– О Патрик, – говорит она, – а ты все такой же, ни капельки не изменился. Даже не знаю, хорошо это или плохо.
– По-моему, хорошо.
– Да? Правда? – Она слегка хмурится. – Сейчас хорошо. А тогда?
– Ты меня знала только с одной стороны, – говорю я. – Как студента.
– А как любовника? – спрашивает она, и в ее голосе проскальзывает что-то человеческое.
Я холодно смотрю на нее, нисколько не растрогавшись. Где-то снаружи, на улице, играет музыка. Сальса. Официант наконец-то приносит счет.
– Я заплачу. – Я вздыхаю.
– Нет, – говорит она и открывает сумочку, – это я тебя пригласила.
– Но у меня платиновая American Express, – говорю я.
Она улыбается:
– У меня тоже.
Я умолкаю и наблюдаю за тем, как она кладет свою карточку на поднос с чеком. Если я сейчас не разряжусь, меня скрутит в судорогах.
– Bay. Вот это я понимаю, эмансипация, – улыбаюсь я, совершенно не впечатленный.
Бетани ждет на улице, пока я блюю в туалете непереваренным кальмаром, который уже не такой ярко-красный, каким был у меня на тарелке. Я выхожу на улицу, надеваю темные очки Wayfarers. Я жую мятную жвачку Cert и тихонечко напеваю себе под нос. Целую Бетани в щеку и говорю:
– Прости, что долго. Надо было позвонить моему адвокату.

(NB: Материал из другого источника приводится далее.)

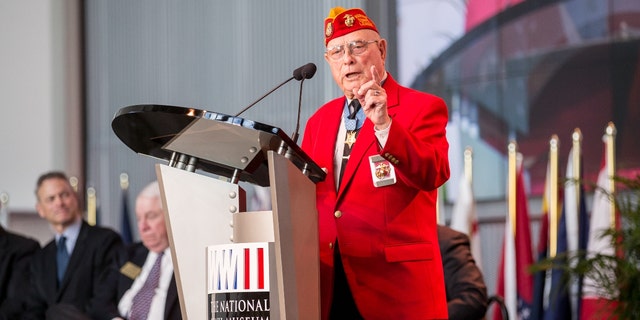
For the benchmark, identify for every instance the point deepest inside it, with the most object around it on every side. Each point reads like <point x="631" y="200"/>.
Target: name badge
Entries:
<point x="130" y="270"/>
<point x="382" y="171"/>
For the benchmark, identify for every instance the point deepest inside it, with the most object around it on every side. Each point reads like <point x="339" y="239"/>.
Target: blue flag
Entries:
<point x="559" y="306"/>
<point x="125" y="222"/>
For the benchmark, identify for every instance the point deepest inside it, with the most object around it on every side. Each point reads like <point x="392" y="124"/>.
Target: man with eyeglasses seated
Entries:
<point x="385" y="152"/>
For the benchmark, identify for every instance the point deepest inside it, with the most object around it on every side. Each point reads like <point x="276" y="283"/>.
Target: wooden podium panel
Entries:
<point x="198" y="212"/>
<point x="203" y="211"/>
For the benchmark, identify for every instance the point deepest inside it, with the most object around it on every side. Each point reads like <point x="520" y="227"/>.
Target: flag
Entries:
<point x="559" y="305"/>
<point x="540" y="277"/>
<point x="515" y="283"/>
<point x="4" y="210"/>
<point x="465" y="219"/>
<point x="125" y="220"/>
<point x="596" y="304"/>
<point x="577" y="225"/>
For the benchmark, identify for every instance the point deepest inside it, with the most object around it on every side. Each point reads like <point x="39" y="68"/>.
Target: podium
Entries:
<point x="208" y="153"/>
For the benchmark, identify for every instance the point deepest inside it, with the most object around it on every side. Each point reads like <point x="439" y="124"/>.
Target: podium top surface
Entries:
<point x="222" y="144"/>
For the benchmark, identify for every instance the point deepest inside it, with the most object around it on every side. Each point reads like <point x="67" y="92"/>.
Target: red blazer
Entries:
<point x="387" y="235"/>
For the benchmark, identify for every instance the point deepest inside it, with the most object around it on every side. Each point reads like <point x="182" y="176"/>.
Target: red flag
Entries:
<point x="515" y="283"/>
<point x="596" y="303"/>
<point x="465" y="219"/>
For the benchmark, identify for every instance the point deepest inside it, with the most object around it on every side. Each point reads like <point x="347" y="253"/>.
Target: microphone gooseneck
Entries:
<point x="304" y="72"/>
<point x="307" y="72"/>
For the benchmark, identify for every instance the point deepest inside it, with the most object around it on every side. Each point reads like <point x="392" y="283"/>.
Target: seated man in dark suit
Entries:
<point x="144" y="265"/>
<point x="66" y="271"/>
<point x="465" y="287"/>
<point x="15" y="256"/>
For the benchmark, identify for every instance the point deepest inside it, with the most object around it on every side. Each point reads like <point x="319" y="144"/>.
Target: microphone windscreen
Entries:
<point x="297" y="73"/>
<point x="308" y="70"/>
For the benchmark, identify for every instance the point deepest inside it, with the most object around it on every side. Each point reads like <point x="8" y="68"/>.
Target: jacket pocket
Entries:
<point x="409" y="252"/>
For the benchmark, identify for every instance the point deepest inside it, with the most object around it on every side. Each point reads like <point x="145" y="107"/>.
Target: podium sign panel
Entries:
<point x="239" y="280"/>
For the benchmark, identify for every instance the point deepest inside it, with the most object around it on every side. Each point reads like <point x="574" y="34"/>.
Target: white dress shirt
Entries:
<point x="159" y="299"/>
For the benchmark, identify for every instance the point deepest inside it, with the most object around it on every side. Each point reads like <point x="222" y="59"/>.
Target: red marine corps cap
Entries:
<point x="342" y="21"/>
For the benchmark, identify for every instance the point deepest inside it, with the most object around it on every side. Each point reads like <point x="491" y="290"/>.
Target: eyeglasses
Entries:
<point x="356" y="48"/>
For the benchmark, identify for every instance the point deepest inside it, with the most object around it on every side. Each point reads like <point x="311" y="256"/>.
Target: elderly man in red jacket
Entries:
<point x="384" y="149"/>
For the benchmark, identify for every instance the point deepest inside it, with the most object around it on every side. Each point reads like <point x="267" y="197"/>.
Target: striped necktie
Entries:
<point x="142" y="301"/>
<point x="352" y="133"/>
<point x="62" y="257"/>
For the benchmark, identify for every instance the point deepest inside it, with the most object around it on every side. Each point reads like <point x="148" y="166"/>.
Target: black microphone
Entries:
<point x="305" y="72"/>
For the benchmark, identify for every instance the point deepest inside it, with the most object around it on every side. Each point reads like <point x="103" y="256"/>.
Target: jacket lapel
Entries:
<point x="76" y="257"/>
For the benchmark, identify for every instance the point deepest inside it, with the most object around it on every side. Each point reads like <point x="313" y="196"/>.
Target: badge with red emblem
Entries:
<point x="382" y="172"/>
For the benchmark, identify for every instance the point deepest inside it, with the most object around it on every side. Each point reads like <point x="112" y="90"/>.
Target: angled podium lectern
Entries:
<point x="227" y="261"/>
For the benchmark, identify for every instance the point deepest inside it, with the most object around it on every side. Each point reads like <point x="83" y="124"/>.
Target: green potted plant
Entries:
<point x="616" y="275"/>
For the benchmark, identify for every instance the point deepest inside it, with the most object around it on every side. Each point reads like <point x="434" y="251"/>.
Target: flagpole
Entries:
<point x="124" y="181"/>
<point x="91" y="206"/>
<point x="4" y="209"/>
<point x="577" y="144"/>
<point x="610" y="137"/>
<point x="468" y="164"/>
<point x="512" y="149"/>
<point x="553" y="196"/>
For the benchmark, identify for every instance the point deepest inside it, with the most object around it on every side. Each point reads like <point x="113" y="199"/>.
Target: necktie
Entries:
<point x="62" y="257"/>
<point x="353" y="128"/>
<point x="142" y="300"/>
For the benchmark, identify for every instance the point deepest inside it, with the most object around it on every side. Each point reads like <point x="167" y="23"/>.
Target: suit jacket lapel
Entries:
<point x="76" y="256"/>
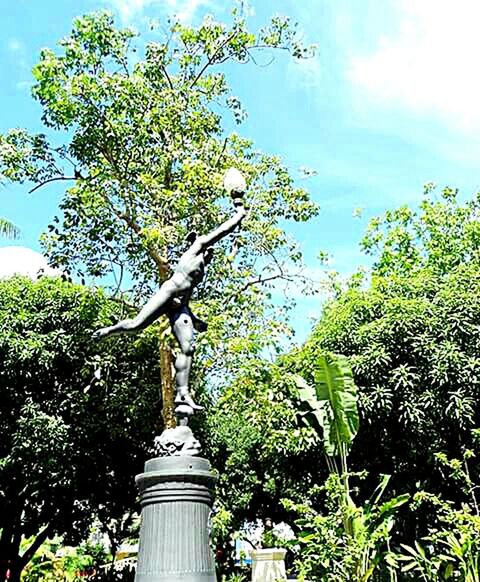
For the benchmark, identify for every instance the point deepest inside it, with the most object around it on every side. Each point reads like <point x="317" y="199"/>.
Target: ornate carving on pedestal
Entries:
<point x="177" y="442"/>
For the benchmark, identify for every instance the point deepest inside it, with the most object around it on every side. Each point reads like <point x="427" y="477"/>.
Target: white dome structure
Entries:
<point x="23" y="261"/>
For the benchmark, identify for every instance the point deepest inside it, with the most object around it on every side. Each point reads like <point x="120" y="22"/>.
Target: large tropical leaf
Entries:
<point x="334" y="385"/>
<point x="331" y="405"/>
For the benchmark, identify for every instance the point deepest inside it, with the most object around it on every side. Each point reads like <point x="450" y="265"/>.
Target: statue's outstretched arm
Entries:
<point x="234" y="183"/>
<point x="227" y="227"/>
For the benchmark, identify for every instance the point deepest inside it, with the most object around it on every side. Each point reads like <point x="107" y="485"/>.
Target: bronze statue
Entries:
<point x="172" y="299"/>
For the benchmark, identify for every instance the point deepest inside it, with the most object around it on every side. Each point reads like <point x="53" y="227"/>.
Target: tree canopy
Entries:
<point x="136" y="133"/>
<point x="77" y="421"/>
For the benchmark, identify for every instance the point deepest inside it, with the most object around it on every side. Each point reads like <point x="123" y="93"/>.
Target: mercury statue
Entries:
<point x="173" y="297"/>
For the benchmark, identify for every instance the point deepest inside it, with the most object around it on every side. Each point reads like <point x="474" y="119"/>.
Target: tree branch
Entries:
<point x="211" y="60"/>
<point x="30" y="551"/>
<point x="54" y="179"/>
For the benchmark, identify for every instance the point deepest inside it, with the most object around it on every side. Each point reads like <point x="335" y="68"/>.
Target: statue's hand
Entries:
<point x="100" y="333"/>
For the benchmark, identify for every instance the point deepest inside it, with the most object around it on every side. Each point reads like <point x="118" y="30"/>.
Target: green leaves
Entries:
<point x="68" y="405"/>
<point x="8" y="229"/>
<point x="332" y="403"/>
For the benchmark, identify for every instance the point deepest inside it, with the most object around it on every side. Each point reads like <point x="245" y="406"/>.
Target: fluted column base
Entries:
<point x="176" y="494"/>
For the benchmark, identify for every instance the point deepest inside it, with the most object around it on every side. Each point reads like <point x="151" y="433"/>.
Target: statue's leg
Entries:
<point x="152" y="310"/>
<point x="183" y="330"/>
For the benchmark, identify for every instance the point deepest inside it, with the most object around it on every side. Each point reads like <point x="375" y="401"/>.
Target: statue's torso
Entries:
<point x="189" y="271"/>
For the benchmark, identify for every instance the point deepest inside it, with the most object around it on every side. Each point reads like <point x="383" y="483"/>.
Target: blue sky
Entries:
<point x="391" y="101"/>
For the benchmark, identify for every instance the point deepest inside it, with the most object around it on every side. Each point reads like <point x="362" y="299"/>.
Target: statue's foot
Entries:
<point x="184" y="399"/>
<point x="100" y="333"/>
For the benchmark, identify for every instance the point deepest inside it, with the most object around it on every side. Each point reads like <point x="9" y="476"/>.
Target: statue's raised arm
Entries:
<point x="172" y="299"/>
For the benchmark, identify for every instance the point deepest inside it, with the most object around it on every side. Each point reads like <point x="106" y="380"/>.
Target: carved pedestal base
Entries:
<point x="176" y="494"/>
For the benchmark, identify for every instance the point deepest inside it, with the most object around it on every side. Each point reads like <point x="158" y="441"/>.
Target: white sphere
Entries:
<point x="233" y="181"/>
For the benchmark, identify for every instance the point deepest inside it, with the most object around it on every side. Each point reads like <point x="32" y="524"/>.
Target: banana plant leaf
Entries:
<point x="331" y="405"/>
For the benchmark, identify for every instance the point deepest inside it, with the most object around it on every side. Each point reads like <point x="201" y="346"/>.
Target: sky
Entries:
<point x="390" y="102"/>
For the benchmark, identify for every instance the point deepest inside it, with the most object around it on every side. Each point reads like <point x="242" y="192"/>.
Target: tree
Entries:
<point x="76" y="420"/>
<point x="144" y="147"/>
<point x="8" y="229"/>
<point x="412" y="338"/>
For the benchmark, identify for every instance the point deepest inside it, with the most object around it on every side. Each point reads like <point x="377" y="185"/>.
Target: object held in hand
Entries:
<point x="234" y="183"/>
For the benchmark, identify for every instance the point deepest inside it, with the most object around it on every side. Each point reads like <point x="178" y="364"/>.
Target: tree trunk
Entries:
<point x="168" y="385"/>
<point x="15" y="571"/>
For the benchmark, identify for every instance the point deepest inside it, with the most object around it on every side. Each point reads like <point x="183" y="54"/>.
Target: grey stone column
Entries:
<point x="176" y="495"/>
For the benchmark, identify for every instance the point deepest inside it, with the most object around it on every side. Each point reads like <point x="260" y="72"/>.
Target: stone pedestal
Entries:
<point x="268" y="565"/>
<point x="176" y="495"/>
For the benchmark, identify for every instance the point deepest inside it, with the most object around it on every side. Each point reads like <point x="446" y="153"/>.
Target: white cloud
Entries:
<point x="23" y="261"/>
<point x="430" y="65"/>
<point x="305" y="73"/>
<point x="184" y="10"/>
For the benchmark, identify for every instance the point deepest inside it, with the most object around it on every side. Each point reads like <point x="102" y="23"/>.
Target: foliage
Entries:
<point x="145" y="150"/>
<point x="54" y="562"/>
<point x="451" y="550"/>
<point x="344" y="541"/>
<point x="441" y="235"/>
<point x="77" y="421"/>
<point x="255" y="435"/>
<point x="413" y="344"/>
<point x="331" y="403"/>
<point x="8" y="229"/>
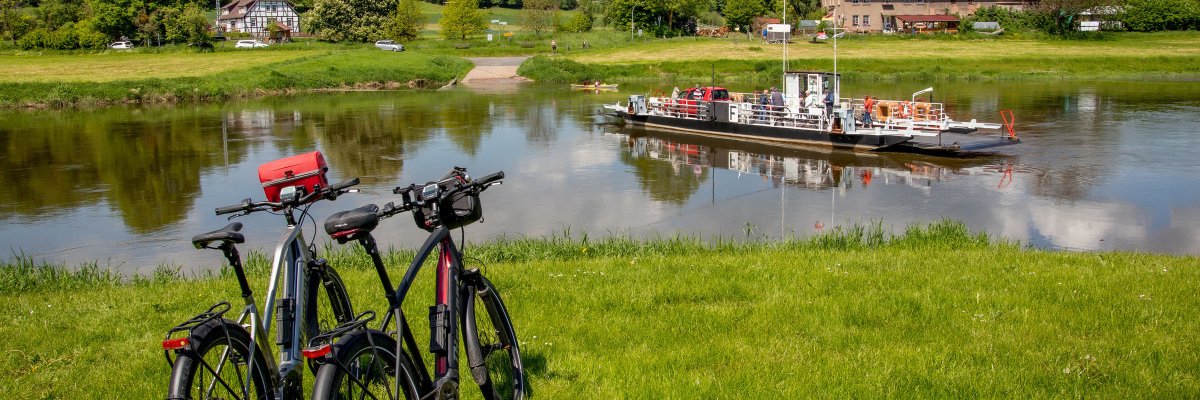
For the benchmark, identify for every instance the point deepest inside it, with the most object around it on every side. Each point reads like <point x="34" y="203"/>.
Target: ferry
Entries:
<point x="804" y="118"/>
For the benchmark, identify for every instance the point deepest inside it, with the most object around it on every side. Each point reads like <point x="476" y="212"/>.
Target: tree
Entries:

– Да? – Она изображает участие… тупая сука.
– Один мой друг, – я пожимаю плечами, – Бобби Чамберс, сейчас в тюрьме. Его друзья… ну, в основном только я… ищут ему хорошего адвоката. – Я опять пожимаю плечами и резво меняю тему: – Послушай.
– Что? – Она улыбается.
– Уже поздно, я не хочу возвращаться в офис, – говорю я, глядя на Rolex; солнечный свет отражается от циферблата и бьет Бетани в глаза, на мгновение ослепляя ее. – Может, поедем ко мне?